Soviet actor (1912–1991)

Gülşara Jienqūlova (Гүлшара Жиенқұлова, /kk/), known professionally as Şara Jienqūlova (later married as Jandarbekova; 18 July 1912 – 21 May 1991), was a Soviet Kazakh dancer, educator, and People's Artiste of the Kazakh SSR (1938).

== Biography ==
Gulshara Zhienkulova was born in the town of Verny (present-day Almaty) on August 18, 1912. She studied history at Kazakh Pedagogical Institute (current Abai Kazakh National Pedagogical University) in 1929–1930.

Zhienkulova's primary mentor was Alexander Alexandrov, an experienced theatrical ballet master, a former soloist of the Bolshoi Theatre.
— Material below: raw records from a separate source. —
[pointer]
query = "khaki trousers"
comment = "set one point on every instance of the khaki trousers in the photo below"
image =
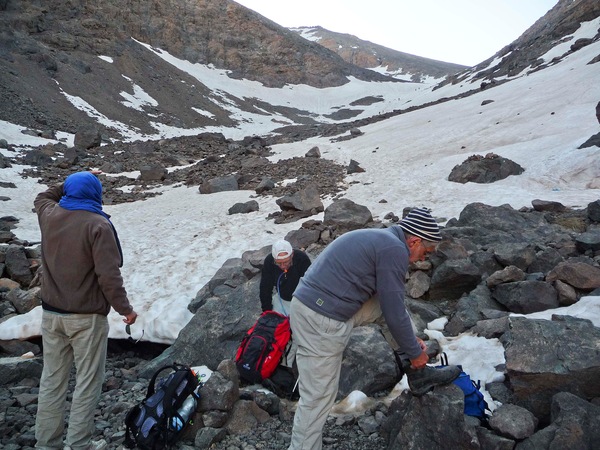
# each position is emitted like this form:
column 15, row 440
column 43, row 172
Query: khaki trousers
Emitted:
column 284, row 307
column 321, row 342
column 68, row 338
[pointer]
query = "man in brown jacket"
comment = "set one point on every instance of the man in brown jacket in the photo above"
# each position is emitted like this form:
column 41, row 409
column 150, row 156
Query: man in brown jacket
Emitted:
column 81, row 281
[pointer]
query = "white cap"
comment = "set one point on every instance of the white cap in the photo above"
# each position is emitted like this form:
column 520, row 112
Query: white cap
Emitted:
column 281, row 250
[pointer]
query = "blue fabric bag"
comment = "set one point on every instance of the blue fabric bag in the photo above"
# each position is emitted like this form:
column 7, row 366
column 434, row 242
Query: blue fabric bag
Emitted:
column 475, row 404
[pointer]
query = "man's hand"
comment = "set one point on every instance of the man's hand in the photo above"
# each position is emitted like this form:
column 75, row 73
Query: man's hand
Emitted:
column 420, row 361
column 130, row 318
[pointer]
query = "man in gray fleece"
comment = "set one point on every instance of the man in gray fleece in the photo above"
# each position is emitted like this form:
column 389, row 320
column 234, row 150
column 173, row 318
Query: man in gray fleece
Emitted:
column 352, row 269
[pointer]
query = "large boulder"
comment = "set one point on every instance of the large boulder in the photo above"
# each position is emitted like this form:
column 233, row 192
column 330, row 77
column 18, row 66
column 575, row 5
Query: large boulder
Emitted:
column 484, row 169
column 544, row 357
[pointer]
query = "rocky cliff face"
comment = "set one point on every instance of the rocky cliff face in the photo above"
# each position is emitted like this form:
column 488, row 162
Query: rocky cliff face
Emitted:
column 48, row 48
column 562, row 20
column 369, row 55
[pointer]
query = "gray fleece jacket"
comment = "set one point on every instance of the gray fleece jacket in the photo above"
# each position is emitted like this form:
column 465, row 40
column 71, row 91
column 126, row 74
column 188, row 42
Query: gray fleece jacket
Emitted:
column 352, row 269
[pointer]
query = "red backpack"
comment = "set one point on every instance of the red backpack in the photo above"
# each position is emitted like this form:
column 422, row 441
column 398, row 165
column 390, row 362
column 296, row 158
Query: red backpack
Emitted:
column 262, row 348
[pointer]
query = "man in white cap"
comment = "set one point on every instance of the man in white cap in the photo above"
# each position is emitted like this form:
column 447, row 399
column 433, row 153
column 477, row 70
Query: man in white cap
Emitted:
column 282, row 270
column 351, row 270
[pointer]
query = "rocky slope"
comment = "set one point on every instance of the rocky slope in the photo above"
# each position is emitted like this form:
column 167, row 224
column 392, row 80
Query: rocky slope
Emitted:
column 369, row 55
column 51, row 48
column 554, row 27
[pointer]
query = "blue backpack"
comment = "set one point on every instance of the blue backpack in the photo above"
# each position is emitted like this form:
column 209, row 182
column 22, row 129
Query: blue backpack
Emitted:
column 475, row 404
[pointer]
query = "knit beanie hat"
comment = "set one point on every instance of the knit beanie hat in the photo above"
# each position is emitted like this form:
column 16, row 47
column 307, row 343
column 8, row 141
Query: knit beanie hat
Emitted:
column 281, row 250
column 420, row 223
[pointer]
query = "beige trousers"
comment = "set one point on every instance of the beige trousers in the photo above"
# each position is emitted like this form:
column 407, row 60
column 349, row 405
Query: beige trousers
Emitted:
column 70, row 338
column 321, row 342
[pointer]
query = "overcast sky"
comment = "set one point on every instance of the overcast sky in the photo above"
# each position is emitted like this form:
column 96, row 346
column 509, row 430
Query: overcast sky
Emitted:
column 458, row 31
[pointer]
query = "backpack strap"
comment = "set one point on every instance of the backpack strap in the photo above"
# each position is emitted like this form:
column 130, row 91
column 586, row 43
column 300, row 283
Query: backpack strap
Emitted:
column 129, row 442
column 151, row 384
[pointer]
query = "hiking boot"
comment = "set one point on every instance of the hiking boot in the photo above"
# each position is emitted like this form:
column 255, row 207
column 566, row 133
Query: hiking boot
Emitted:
column 94, row 445
column 98, row 445
column 421, row 381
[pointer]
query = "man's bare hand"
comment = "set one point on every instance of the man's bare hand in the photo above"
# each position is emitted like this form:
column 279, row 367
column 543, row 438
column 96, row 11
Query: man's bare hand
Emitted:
column 420, row 361
column 130, row 318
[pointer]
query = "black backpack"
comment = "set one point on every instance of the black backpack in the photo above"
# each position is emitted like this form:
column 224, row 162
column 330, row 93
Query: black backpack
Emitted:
column 149, row 425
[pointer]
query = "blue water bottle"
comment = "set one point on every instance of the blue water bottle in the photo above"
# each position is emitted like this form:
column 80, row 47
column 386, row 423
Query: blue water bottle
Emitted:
column 185, row 412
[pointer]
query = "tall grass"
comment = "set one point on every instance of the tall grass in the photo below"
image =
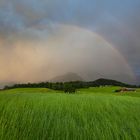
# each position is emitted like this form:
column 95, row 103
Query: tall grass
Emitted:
column 40, row 115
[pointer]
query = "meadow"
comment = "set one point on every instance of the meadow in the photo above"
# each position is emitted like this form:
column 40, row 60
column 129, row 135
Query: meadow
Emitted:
column 89, row 114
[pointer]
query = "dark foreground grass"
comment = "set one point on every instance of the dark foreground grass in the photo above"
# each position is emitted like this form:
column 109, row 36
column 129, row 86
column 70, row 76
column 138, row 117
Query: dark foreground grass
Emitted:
column 42, row 114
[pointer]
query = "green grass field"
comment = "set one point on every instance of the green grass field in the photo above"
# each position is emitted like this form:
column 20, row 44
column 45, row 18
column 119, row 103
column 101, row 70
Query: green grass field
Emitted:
column 90, row 114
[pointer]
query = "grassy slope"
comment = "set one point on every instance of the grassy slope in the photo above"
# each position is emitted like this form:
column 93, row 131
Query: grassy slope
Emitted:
column 31, row 114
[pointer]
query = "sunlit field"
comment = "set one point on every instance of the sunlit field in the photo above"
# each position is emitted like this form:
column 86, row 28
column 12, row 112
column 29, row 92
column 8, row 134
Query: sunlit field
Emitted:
column 89, row 114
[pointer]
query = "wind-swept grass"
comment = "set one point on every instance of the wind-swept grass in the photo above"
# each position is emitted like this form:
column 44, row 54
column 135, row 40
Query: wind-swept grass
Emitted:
column 42, row 114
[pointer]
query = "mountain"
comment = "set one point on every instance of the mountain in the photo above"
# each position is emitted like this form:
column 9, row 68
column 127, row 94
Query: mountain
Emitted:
column 67, row 77
column 103, row 82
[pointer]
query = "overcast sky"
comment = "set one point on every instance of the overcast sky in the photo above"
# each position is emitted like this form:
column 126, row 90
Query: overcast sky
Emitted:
column 41, row 39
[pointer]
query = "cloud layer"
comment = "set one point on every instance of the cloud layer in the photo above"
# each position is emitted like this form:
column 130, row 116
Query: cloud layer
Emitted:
column 42, row 39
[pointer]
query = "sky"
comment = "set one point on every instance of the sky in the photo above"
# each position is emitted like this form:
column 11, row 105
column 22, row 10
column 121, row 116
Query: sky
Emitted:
column 41, row 39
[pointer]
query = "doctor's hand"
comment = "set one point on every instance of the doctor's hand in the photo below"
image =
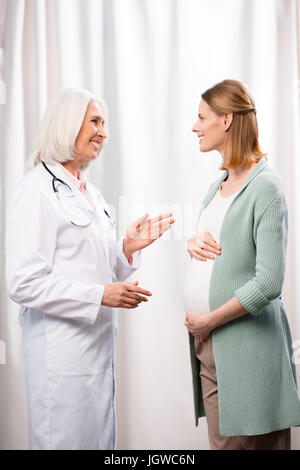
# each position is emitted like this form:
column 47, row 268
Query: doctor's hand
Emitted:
column 198, row 325
column 201, row 244
column 142, row 232
column 123, row 295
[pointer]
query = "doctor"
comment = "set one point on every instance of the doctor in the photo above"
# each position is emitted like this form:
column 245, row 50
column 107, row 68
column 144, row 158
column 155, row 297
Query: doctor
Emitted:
column 67, row 271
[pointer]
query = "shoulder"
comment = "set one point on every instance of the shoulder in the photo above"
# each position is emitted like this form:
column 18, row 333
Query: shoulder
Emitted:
column 268, row 191
column 268, row 183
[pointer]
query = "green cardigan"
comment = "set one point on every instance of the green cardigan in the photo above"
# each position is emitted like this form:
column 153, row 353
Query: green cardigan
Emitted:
column 257, row 385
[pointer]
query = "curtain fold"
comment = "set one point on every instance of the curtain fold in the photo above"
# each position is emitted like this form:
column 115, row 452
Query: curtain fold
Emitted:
column 150, row 61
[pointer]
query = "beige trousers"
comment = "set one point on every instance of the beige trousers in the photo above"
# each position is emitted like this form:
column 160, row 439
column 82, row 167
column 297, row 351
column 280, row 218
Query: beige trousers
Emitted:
column 278, row 440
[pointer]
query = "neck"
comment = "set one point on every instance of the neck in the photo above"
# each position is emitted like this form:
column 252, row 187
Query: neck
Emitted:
column 238, row 174
column 72, row 167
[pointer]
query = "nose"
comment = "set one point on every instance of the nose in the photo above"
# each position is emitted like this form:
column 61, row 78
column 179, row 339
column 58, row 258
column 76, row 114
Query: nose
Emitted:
column 101, row 132
column 195, row 129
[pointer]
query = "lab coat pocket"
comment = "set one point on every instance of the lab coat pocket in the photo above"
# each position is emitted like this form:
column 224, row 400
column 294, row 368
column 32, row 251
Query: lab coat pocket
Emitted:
column 72, row 349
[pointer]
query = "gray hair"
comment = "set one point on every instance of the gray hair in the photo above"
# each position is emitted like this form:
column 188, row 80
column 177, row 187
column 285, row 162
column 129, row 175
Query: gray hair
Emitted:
column 60, row 126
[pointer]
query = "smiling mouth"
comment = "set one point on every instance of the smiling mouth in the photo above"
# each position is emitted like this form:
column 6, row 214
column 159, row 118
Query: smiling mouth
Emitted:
column 95, row 144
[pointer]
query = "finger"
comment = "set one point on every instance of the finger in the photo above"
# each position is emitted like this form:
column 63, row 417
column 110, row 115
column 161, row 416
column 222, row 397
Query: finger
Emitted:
column 156, row 231
column 195, row 255
column 209, row 239
column 140, row 221
column 129, row 301
column 207, row 247
column 126, row 305
column 161, row 217
column 138, row 289
column 140, row 298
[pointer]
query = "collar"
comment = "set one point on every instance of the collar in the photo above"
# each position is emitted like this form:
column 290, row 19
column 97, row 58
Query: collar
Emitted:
column 261, row 164
column 79, row 182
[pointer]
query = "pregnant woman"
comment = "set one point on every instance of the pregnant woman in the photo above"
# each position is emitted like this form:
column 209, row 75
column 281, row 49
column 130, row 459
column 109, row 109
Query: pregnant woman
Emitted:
column 244, row 378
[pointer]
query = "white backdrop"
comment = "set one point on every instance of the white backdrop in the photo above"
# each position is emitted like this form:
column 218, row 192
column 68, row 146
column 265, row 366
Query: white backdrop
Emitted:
column 150, row 60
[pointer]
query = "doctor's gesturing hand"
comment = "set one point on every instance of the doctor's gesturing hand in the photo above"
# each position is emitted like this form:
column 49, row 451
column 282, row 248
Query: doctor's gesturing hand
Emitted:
column 140, row 233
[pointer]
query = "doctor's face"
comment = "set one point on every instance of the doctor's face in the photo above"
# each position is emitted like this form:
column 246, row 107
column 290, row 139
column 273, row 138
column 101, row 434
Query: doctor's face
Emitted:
column 90, row 139
column 210, row 128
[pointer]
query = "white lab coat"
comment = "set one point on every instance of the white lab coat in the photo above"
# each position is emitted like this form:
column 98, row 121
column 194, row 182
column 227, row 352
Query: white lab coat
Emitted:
column 57, row 271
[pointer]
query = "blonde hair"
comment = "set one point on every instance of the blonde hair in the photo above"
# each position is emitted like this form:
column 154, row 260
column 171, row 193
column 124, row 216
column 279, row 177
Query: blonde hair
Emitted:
column 60, row 126
column 242, row 146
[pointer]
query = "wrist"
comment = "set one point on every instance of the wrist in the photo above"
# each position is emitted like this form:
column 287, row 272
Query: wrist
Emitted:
column 127, row 248
column 212, row 320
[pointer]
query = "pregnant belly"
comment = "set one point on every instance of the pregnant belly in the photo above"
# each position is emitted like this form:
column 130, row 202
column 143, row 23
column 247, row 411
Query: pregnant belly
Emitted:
column 196, row 286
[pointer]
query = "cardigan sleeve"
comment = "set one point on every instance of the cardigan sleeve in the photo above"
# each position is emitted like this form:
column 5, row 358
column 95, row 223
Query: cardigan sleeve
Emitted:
column 271, row 241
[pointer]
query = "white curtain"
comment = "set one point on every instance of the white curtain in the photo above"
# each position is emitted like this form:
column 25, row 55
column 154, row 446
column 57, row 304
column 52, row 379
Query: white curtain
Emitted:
column 150, row 60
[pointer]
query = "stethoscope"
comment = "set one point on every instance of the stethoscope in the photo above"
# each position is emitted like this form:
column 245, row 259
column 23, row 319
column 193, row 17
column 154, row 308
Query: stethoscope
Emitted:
column 77, row 215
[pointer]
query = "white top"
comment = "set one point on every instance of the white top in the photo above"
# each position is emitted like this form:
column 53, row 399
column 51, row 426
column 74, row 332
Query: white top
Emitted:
column 197, row 279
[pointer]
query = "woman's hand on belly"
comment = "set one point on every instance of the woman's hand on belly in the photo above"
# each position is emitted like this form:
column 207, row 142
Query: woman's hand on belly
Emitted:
column 201, row 244
column 124, row 295
column 198, row 325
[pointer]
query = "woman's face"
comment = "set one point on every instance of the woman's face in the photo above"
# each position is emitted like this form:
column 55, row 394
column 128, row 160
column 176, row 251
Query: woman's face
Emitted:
column 211, row 128
column 90, row 139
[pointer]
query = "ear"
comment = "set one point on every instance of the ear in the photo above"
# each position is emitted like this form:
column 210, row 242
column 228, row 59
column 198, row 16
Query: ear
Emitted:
column 228, row 118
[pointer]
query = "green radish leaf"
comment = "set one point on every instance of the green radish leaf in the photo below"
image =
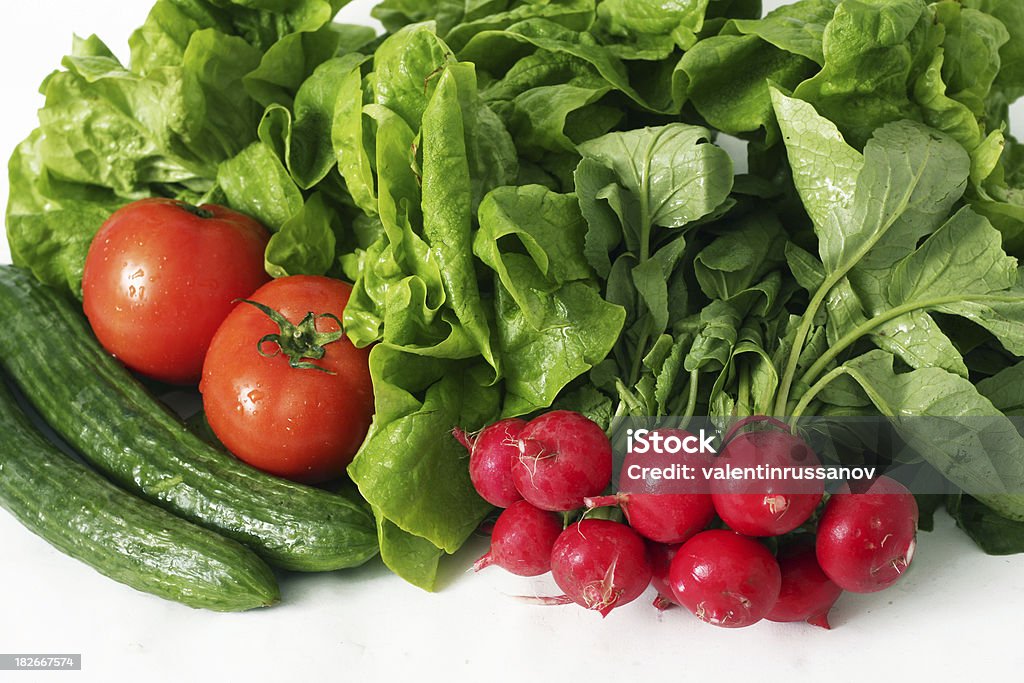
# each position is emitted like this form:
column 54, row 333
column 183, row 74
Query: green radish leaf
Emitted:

He provided her with a solid foundation in Russian classical dance and consistently emphasized the importance of national character in art. Their collaborative work resulted in Tattimbet, which is still considered one of the best Kazakh dances.

Pulysh in the play Maidan (Battle) by B. Mailin was Shara's first role in Auezov Theater. She also performed the roles of Enlik and Karagoz in Enlik-Kebek and Karagoz plays by Mukhtar Auezov, and others.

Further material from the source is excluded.